Chronique blockchain. Les décisions des autorités US, en l’absence d’un cadre règlementaire clair, sonnent comme une «victoire» de l’approche européenne.

Depuis la faillite de la plateforme d’échange centralisée FTX au mois de novembre dernier, les instances réglementaires américaines ont porté plusieurs coups aux acteurs majeurs de l’écosystème crypto. Contrairement aux initiatives européennes, avec notamment la création du règlement MiCA («Markets in Crypto-Assets») qui entrera en vigueur en 2024, les Etats-Unis demeurent aujourd’hui dépourvus d’un cadre règlementaire précis, ce qui induit une gouvernance par mesures d’exécution au bon vouloir des autorités. Les plateformes d’échange centralisées Kraken et Binance en ont récemment fait les frais.

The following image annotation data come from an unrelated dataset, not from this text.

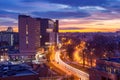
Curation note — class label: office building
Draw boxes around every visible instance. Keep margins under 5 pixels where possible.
[19,15,58,54]
[90,58,120,80]
[18,15,40,54]
[0,27,19,47]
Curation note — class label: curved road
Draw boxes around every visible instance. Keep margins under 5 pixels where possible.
[55,51,89,80]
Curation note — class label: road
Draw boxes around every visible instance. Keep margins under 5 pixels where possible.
[55,51,89,80]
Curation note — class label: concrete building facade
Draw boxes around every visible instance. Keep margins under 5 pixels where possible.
[19,15,58,54]
[90,58,120,80]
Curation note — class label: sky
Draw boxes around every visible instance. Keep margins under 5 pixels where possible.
[0,0,120,32]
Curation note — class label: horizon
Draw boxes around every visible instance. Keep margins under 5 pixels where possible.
[0,0,120,32]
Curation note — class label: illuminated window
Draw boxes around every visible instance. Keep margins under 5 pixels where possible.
[26,25,28,35]
[46,28,53,32]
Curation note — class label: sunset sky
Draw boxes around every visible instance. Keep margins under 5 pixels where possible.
[0,0,120,32]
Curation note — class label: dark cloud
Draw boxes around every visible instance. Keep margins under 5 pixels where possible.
[0,10,19,19]
[22,0,107,6]
[32,11,90,19]
[60,27,86,30]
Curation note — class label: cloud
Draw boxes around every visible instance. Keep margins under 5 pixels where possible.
[32,11,90,19]
[60,27,85,30]
[22,0,107,6]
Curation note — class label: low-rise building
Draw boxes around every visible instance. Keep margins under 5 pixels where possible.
[90,58,120,80]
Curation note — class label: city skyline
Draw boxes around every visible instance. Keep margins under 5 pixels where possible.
[0,0,120,32]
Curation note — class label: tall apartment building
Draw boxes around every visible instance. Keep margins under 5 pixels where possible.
[37,18,58,46]
[18,15,40,54]
[0,27,19,47]
[19,15,58,54]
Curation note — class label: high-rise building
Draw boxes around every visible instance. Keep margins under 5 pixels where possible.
[19,15,58,54]
[19,15,40,54]
[0,27,19,47]
[37,18,58,46]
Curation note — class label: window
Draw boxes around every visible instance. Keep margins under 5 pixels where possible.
[26,25,28,35]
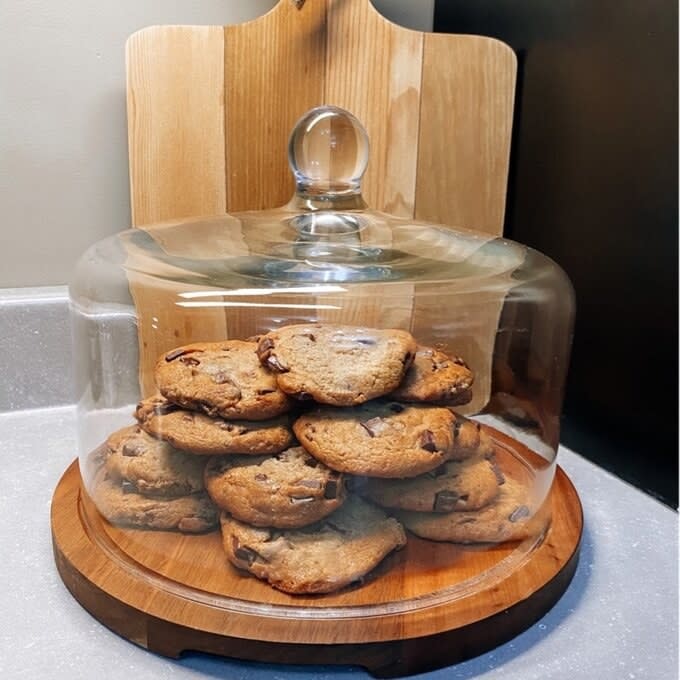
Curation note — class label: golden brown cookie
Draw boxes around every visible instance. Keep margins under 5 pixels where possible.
[205,446,346,529]
[390,346,474,406]
[355,456,505,512]
[154,340,292,420]
[257,324,416,406]
[220,496,406,594]
[293,400,493,478]
[135,394,294,455]
[93,470,217,534]
[104,425,205,496]
[394,479,533,543]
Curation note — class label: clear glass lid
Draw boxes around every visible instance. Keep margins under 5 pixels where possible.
[70,106,574,620]
[77,106,555,291]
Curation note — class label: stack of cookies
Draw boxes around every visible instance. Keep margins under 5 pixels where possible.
[90,324,530,593]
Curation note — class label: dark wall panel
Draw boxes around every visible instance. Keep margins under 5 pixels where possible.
[435,0,678,506]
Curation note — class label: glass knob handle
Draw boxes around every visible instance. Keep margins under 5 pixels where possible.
[288,106,369,201]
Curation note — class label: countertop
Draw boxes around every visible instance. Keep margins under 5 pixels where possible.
[0,406,678,680]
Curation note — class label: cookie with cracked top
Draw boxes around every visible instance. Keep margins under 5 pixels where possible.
[135,394,294,455]
[154,340,293,420]
[104,425,205,496]
[205,446,346,529]
[394,478,533,543]
[355,456,505,512]
[390,346,474,406]
[257,324,416,406]
[92,469,218,534]
[293,399,493,478]
[220,496,406,594]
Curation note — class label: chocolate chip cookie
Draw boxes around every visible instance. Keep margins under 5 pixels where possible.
[154,340,292,420]
[93,469,218,534]
[220,496,406,594]
[104,425,205,496]
[390,346,474,406]
[293,400,493,478]
[355,456,505,512]
[257,324,416,406]
[394,479,533,543]
[205,446,345,529]
[135,394,294,455]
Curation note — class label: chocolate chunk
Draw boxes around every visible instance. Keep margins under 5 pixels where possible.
[234,545,266,567]
[359,417,382,437]
[165,347,191,362]
[432,491,458,512]
[267,354,290,373]
[420,430,437,453]
[508,505,531,522]
[298,479,321,489]
[489,459,505,486]
[153,401,180,416]
[196,401,217,418]
[123,442,144,458]
[323,479,338,500]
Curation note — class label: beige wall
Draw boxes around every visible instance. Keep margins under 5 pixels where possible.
[0,0,434,288]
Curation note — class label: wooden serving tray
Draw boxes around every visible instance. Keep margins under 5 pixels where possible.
[52,429,583,677]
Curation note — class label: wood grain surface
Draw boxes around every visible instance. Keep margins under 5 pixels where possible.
[52,430,583,675]
[127,0,516,398]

Tout d’abord, Kraken, ciblé par la Securities and Exchange Commission (SEC) le 9 février dernier1. Le régulateur américain a ordonné à la plateforme de cesser son offre de staking auprès de sa clientèle américaine. Ce n’est pas tant le concept technique du staking qui est remis en cause – à savoir la délégation par l’utilisateur de ses cryptomonnaies à la plateforme, afin qu’elle agisse comme un validateur de blocs en échange d’un rendement prédéfini – mais plutôt la façon dont l’avait commercialisé Kraken. En effet, les contrats d’investissement proposés faisaient état d’un rendement annuel fixe sans inclure les mises en garde nécessaires relatives, par exemple, au risque de perte en capital, visant à protéger les investisseurs. Le patron de la SEC, Gary Gensler, a également déclaré que les produits de staking devaient être enregistrés auprès du régulateur. La décision, avec prise d’effet immédiat, s’est accompagnée d’une amende de 30 millions de dollars.

La principale incertitude concerne la qualification de certains cryptoactifs en tant que titres financiers.

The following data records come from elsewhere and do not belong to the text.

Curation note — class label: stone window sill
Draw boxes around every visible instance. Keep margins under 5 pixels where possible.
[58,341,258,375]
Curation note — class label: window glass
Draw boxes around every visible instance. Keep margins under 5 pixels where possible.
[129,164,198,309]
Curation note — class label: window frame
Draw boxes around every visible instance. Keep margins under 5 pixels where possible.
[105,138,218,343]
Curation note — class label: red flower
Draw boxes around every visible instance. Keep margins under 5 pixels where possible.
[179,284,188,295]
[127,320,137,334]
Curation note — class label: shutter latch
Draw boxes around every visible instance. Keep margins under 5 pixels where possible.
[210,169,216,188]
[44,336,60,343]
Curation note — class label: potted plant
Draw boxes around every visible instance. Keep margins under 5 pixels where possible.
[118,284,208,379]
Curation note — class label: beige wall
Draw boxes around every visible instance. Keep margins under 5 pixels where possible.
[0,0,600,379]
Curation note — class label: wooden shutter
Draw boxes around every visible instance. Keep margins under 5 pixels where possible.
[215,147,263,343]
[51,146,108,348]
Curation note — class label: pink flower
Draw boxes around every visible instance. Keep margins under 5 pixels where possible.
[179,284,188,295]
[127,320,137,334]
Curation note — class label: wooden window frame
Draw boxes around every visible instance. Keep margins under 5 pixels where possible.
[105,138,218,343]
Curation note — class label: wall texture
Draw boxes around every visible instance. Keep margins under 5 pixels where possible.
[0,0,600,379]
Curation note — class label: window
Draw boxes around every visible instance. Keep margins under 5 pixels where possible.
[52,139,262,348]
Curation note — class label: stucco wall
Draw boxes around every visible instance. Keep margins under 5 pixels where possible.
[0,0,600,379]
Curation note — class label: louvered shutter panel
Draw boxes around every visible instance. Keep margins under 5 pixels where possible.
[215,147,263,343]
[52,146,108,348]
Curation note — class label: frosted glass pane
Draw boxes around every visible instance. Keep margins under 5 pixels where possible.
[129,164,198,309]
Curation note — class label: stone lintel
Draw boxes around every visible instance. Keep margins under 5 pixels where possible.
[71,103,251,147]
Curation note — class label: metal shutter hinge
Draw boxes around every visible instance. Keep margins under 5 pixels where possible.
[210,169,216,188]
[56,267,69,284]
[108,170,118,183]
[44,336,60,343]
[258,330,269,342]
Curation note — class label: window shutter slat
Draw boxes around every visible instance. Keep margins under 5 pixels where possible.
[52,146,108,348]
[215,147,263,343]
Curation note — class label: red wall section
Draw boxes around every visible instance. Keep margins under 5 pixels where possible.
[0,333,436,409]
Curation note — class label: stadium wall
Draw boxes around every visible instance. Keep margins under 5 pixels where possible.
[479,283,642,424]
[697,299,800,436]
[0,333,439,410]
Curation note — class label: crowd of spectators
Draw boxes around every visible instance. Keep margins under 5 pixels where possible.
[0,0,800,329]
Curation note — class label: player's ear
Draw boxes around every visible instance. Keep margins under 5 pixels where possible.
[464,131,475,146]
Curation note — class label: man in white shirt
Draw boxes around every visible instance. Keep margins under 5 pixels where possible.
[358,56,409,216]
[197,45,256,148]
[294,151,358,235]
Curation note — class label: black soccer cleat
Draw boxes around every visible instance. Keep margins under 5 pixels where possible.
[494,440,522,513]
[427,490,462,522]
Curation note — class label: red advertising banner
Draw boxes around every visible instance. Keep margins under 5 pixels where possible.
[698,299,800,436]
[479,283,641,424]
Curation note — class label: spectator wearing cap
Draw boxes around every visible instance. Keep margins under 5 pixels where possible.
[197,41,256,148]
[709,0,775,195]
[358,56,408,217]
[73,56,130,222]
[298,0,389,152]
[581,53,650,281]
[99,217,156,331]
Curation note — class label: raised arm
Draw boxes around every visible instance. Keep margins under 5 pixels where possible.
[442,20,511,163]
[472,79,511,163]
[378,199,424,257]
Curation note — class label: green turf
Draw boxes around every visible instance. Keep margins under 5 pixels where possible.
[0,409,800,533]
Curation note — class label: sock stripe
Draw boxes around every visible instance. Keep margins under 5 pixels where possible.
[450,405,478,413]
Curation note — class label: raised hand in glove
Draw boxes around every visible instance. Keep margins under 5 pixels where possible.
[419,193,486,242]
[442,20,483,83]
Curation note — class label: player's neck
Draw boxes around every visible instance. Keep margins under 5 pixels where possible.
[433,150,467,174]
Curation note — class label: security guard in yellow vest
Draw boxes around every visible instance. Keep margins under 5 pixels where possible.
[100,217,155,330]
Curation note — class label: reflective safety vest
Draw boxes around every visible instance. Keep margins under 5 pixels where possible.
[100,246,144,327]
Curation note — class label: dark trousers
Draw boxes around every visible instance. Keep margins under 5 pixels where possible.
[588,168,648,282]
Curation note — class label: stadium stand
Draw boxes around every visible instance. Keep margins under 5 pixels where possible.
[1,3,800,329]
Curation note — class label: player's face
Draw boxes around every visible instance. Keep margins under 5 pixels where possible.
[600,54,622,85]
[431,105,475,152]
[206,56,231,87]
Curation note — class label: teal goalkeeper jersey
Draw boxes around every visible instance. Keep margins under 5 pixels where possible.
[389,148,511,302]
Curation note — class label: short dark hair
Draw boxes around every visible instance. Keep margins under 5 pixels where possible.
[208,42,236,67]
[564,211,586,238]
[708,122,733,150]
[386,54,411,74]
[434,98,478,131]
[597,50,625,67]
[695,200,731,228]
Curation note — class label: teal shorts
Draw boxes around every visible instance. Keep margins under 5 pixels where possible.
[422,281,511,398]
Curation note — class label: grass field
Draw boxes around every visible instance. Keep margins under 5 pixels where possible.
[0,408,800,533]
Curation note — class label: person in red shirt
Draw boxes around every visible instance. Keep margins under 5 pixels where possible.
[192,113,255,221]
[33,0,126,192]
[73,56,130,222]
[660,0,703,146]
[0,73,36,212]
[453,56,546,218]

Après la SEC, ce fût au tour du Département des Services Financiers de l’Etat de New York (NY DFS) de se distinguer, à travers une attaque portée à Paxos, l’entreprise américaine émettrice du stablecoin BUSD pour le compte de la plateforme Binance. Le régulateur reproche à Paxos d’avoir laissé émettre le stablecoin sur d’autres blockchains qu’Ethereum, seule infrastructure autorisée par l’instance New-Yorkaise2. Par ailleurs, Binance a reconnu que les jetons de ce stablecoin circulant sur des réseaux autres qu’Ethereum avaient été sous-collatéralisés par le passé3. Ainsi, Paxos a été sommé d’arrêter d’émettre le BUSD sur toutes les blockchains, y compris Ethereum. Ce stablecoin, dont la capitalisation de marché est passée d’environ 16 milliards de dollars à 8 milliards de dollars depuis l’annonce du 13 février dernier, est condamné à mourir à petit feu, laissant aux détenteurs la seule possibilité d’échanger cet actif contre une autre valeur.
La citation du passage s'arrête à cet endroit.